The experiment uses a machine translation engine and integrates it into this product. The different file formats require different connectors, so we’re experimenting with all of that trying to see how much it would help. After we flip the switch and do the translations, we then figure out how good the quality is and how much post-editing it requires. Are there some areas that require more than others? And how much effort will that involve?
We’ve been doing that since late last year, and it’s in progress. We hope to have something ready towards the fall of this year for a pilot program where we will share it with some of our customers.
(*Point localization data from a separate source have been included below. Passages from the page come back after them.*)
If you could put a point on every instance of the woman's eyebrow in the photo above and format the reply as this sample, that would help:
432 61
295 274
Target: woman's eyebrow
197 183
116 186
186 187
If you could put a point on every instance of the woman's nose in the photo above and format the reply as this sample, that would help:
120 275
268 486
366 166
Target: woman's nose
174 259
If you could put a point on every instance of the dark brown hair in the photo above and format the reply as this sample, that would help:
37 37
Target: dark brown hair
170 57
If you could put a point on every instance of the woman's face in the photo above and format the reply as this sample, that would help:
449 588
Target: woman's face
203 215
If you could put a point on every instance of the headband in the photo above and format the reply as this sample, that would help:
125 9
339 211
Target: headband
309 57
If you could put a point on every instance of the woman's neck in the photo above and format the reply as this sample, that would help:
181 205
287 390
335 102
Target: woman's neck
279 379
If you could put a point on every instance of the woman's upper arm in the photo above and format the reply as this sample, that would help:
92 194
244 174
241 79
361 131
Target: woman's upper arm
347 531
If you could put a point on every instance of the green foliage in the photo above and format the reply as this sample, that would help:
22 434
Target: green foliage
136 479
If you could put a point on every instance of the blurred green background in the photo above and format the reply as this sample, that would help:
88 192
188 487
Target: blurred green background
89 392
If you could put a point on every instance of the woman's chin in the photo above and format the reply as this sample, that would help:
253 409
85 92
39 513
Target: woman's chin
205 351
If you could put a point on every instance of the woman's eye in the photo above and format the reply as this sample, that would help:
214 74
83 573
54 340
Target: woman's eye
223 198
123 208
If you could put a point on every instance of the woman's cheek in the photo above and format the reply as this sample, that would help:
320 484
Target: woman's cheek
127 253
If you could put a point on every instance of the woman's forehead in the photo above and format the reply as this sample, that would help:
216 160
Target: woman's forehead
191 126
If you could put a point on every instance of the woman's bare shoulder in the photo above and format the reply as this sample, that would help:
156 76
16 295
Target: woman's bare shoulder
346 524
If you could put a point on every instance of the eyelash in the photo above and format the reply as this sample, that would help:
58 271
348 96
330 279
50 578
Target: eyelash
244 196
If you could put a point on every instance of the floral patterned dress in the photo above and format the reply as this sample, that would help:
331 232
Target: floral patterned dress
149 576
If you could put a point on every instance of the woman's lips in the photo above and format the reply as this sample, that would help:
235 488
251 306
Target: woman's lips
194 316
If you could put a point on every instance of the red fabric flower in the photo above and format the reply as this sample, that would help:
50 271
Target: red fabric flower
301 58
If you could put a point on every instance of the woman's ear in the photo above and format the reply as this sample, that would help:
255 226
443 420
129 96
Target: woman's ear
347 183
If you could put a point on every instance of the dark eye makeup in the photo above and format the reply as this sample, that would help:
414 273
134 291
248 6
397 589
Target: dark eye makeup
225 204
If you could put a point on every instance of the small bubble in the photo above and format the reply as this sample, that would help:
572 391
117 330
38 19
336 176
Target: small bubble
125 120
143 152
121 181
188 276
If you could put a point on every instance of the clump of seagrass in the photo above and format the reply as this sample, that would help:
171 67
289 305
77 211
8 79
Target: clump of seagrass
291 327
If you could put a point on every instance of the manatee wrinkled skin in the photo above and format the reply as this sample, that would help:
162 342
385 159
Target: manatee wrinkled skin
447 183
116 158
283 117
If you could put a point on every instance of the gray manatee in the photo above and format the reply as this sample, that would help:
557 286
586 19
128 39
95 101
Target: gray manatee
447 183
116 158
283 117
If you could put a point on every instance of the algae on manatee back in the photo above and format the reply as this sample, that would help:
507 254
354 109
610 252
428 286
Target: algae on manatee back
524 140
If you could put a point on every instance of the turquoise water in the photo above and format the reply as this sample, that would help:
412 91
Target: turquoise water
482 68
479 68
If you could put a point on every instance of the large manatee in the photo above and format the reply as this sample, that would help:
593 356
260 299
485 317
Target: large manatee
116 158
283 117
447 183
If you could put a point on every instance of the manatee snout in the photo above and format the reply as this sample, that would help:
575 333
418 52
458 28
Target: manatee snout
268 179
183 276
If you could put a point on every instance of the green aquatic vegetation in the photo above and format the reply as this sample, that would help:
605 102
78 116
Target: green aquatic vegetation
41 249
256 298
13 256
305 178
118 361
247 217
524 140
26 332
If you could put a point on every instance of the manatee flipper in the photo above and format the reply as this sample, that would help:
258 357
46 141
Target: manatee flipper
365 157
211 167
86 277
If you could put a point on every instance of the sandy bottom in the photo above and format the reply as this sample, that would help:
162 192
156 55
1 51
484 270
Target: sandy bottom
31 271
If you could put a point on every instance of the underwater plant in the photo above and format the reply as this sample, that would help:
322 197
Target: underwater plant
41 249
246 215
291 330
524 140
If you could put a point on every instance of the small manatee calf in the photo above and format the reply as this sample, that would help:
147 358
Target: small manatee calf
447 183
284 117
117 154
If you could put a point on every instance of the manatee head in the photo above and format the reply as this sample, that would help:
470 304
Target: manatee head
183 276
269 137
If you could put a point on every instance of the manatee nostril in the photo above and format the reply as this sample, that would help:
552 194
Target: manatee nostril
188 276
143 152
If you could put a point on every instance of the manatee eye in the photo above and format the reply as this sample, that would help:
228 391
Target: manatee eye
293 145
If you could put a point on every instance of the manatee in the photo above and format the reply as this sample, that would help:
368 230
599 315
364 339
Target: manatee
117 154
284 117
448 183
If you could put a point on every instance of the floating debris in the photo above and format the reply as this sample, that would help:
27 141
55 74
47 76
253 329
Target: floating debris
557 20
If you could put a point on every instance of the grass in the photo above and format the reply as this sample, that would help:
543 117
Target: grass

If we can increase efficiency, then perhaps we can provide more languages and make it available to more people around the world.
When’s the next opportunity for the public to learn more about machine translation?
I recently joined the AMTA (the Association of Machine Translation in the Americas) committee. And we are in the process of planning the next conference, which will take place in Orlando from Sept. 12-16, and there will be over 50 presentations on everything related to machine translation. There’s a lot of exciting momentum about machine interpretation, for example, which is kind of a newish technology. These events are also great for networking. Now that we’ve been away from conferences for so long, it’ll be great to see people face to face.
With work that’s evolving this dynamically, I’m sure you need a chance to take a break and unwind. What keeps you busy outside of the job?
So recently one of my hobbies is nature photography, and I’m lucky enough to live in a place where there’s a lot of access to nature and mountains and lakes. I really like to go off-road and explore what’s out there. To really experience what happens when the sun comes up and goes down and how everything around us changes.
Cameron Rasmusson is the editor-in-chief of MultiLingual Media.